Fate though would have me digging yet. After spending a night with my rugged snow removal cohorts I had a particular story in mind. One worthy of all the dick jokes and hard work. "The Outcasts Of Poker Flat" by Bret Harte is the best snow story, in my mind and the best of Harte's prolific career.

My life being in boxes, I knew the copy of The Luck Of Roaring Camp and Other Stories (containing the above story) was obscured by paper, cloth and cardboard. While shoveling out the gutters of our big foliage greenhouse I decided that I would just read it online. The book is in the public domain and would be easy to find online.

Sentimentality got the better of me. Sure, I could download it to a kindle (if I had one) or just read it on my laptop. But then I would be denying myself the pleasure of reading my 1894 edition (not a first, but an early impression), handsomely bound and easy to hold (the duodecimo is the best size for short story collections - I will hear no arguments) and bound by the good people of Houghton Mifflin over a century ago. They will have to make a scratch and sniff Kindle if they ever plan on engaging the olfactory pleasures of reading an old book.

Bret Harte is a somewhat neglected writer, mainly due to a public feud he had with Mark Twain, the latter of which made sure to win even after the former had died. Because of Twain he has largely been characterized as a little too lacy for his old west subject matter. Perhaps the finest review of his work, in fact the work I am about to read, was made by the great one, Jorge Luis Borges, in a foreword he was writing to a Spanish language edition of a collection of Harte's works.

Borges spends three-quarters of his foreword explaining how insufferably stuffy Harte could be. He also hints at a fundamental shift in western or "tough guy" fiction brought on by the advent of the hard boiled writers of the twenties, thirties and forties. The somewhat contrived and oh too earnest (a shame there is such a thing) writing of Harte was buried under the avalanche of cool. His characters lacked in firepower, or so Borges hints.

In a classic twist of plot, Borges cleverly brings the reader to the realization that the characters of Harte's story are down-and-out types. A luckless gambler and an unwelcome whore provide the swarthy counter to an innocent young couple, all stranded in a blizzard as they flee Poker Flat for one reason or another.

The cold is a tough enemy and even the world-weary gambler, the ever collected Mr.

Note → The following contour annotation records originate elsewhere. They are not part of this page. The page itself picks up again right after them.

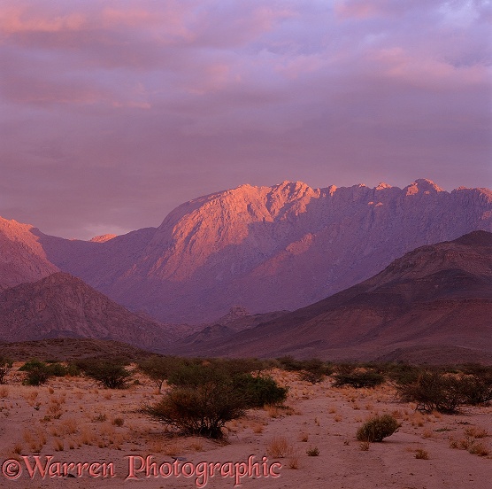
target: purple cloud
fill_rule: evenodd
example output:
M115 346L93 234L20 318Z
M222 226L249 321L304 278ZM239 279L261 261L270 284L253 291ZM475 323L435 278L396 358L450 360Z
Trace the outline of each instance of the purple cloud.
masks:
M0 5L0 215L88 238L241 183L490 186L480 1Z

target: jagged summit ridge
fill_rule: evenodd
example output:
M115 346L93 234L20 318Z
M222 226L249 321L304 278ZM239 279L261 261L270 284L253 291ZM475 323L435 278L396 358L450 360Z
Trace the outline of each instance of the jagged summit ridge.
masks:
M253 314L293 310L410 250L477 229L492 230L490 190L448 192L418 179L404 189L245 184L185 202L158 228L97 243L27 232L51 267L117 302L203 323L235 304Z

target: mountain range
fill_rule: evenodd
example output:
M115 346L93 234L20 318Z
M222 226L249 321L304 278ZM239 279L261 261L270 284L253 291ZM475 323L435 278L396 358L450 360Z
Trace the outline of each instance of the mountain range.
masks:
M0 287L62 270L134 312L199 324L237 305L303 307L477 229L492 231L488 189L242 185L182 204L158 228L91 241L0 220Z
M426 245L373 277L235 334L178 341L179 354L492 361L492 233Z

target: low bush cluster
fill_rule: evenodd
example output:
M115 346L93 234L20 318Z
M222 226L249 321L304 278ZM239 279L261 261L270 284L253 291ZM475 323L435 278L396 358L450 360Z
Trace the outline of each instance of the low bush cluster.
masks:
M5 383L5 376L9 373L9 370L12 368L12 361L9 358L0 356L0 384Z
M382 374L374 370L352 371L349 373L338 372L334 376L334 387L350 385L356 389L361 387L375 387L384 383L385 377Z
M453 414L460 406L475 406L491 400L492 376L427 370L413 383L398 384L397 389L401 400L416 402L419 411Z
M76 368L73 365L65 367L58 362L48 363L37 359L27 361L19 369L27 373L24 380L24 384L27 385L41 385L52 376L65 376L76 374Z
M132 376L125 368L124 361L84 359L76 362L77 367L88 377L108 389L124 389Z
M168 376L163 399L143 412L181 433L219 439L226 423L247 408L285 400L287 389L273 378L229 369L227 363L181 364Z
M383 439L395 433L400 426L391 415L374 416L357 431L357 439L369 443L382 441Z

John Oakhurst, has all he can handle to try and keep himself and the people in his company alive. Oakhurst is one of my favorite antiheroes in all of literature. He is a very real character. Flawed, disreputable, and yet also a man of action and fundamental humanity. Oakhurst has seen the bad deal down, but he has also done the right thing, not because he ought to but because it was right.

The growing power of the winter storm knows not about such things though. As in many of the stories in this collection, there is a grim limit to man's capabilities when confronted with nature's elemental power.

This is the story made to be read amidst dire weather. The odd combination of stultified life and dynamic strength mirror a blizzard well. Beyond the chilly setting , it is a story of redemption and violence. Harte was a writer that could truly show us the moral heights and base lows of humanity. He also could spin one hell of a yarn. Sure, it's a little sentimental and naive at times. No denying that. The language is contrived, just like Twain used to say. But when John Oakhurst staked the deuce of clubs to that fateful tree with his bowie knife, no one was calling him a sissy.